La programación teatral del Principal para la semana de fiestas que comienza el lunes se compone de tres comedias, quizá el mejor género posible para unos días en los que los vitorianos se tomarán unas vacaciones de sus propias vidas, olvidándose de sus problemas. La encargada de abrir boca, los días 4 y 5 de agosto, será 'Buscando a Hillary', una retorcida comedia con tintes psicológicos, una reflexión sobre la crisis de los cuarenta desde un punto de vista femenino y, por supuesto, en clave de humor.
La protagonista, Blanca Marsillach, define la obra como «comedia dentro de un drama». Cree que hará que los espectadores se pregunten acerca del sentido de sus vidas, «¿Qué he estado haciendo hasta ahora?, ¿Por qué dejaría de hacer esto otro?...». Marsillach, que estará acompañada en el escenario por los actores Fran Sariego y Miguel Foronda, es Hillary, una abogada de éxito que, sin embargo, siente que su existencia está vacía. «Sospecha que existe una forma mejor de vivir, y se lanza a buscarla».
La actriz comentó durante la presentación que trabajar con Esteve Ferrer ha sido para ella «una experiencia única». «Nunca me habían dirigido tan bien, y he descubierto en mí una actriz distinta».
Wilbuck o el ego
Durante su particular camino de vuelta a la cordura, Hillary se encuentra con un obstáculo inesperado: su propio ego, personificado en Wilpuck, «un pelma que no desaprovecha la ocasión de decirle a Hillary qué es lo correcto y qué lo equivocado». «Wilpuck es la representación de nuestras dudas, también de aquellas personas que influyen en nuestra vida, de esos que no nos dejan decidir por nosotros mismos». Así pues, Hillary tendrá que enfrentarse a lo que tiene dentro, a sus temores, a sus fobias y, sobre todo, a Wilpuck, a su ego.
El director, Esteve Ferrer, la define como «una obra dramática, ya que muestra a una persona que no sabe controlarse, pero que está tratada con sentido del humor y desdramatizada, para que el público pueda identificarse con ella». «Muestra la incoherencia de los seres humanos.

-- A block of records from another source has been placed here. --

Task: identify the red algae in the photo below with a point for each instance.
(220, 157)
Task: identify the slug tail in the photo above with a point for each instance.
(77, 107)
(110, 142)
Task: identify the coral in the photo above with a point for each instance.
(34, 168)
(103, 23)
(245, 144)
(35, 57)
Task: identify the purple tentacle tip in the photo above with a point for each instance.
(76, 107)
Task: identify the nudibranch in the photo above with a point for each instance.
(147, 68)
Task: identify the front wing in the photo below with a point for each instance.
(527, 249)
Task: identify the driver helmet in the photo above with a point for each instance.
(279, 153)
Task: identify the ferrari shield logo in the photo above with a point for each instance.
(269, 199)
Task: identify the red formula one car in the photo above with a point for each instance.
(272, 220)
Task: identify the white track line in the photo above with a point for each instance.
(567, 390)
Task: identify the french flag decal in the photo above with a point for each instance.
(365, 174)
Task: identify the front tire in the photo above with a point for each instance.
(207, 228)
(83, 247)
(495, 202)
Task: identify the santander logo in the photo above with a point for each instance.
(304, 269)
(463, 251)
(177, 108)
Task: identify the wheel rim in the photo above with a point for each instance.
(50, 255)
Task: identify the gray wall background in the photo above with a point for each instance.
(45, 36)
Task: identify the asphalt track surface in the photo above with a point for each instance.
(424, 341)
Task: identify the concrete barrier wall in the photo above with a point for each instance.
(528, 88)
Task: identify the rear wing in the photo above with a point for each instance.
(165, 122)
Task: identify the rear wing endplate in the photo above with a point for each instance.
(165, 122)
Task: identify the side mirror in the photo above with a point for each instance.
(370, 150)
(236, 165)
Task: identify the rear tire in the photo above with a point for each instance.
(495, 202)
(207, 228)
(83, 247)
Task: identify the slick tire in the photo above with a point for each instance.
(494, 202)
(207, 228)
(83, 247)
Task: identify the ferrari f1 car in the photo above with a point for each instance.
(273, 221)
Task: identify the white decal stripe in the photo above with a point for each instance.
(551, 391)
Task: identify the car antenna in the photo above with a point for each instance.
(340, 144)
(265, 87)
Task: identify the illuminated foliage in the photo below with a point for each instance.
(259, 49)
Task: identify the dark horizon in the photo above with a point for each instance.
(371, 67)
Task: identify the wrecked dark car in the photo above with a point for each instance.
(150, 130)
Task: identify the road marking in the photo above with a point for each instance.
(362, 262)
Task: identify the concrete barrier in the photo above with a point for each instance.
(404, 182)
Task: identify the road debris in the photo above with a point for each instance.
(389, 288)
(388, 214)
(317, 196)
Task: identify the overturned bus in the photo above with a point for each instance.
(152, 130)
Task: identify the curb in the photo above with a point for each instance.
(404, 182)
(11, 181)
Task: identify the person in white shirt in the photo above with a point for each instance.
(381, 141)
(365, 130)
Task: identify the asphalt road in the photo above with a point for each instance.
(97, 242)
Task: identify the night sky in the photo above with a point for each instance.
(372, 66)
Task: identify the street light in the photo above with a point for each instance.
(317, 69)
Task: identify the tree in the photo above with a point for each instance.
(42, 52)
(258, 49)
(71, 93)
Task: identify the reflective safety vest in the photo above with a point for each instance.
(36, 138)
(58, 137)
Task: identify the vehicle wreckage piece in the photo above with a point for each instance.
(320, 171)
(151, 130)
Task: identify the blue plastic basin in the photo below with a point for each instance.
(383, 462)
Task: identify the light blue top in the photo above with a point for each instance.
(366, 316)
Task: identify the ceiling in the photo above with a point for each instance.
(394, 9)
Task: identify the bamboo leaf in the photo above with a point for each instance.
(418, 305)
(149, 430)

Habrá momentos en los que los espectadores no van a saber de qué se ríen, y es que, en ocasiones, nos reímos de las desgracias de las demás aunque sepamos que son cosas que podían habernos pasado a nosotros», apostilla Ferrer. «La historia, además, tiene un desarrollo muy novedoso, ya que los espectadores verán una realidad (lo que está pasando en el escenario), y de repente, no sabrán si están dentro de otra realidad o si todo forma parte de un sueño», señala.
La obra estará de gira a lo largo de los próximos meses por toda la geografía española, y sus responsables no descartan que se represente también en Estados Unidos.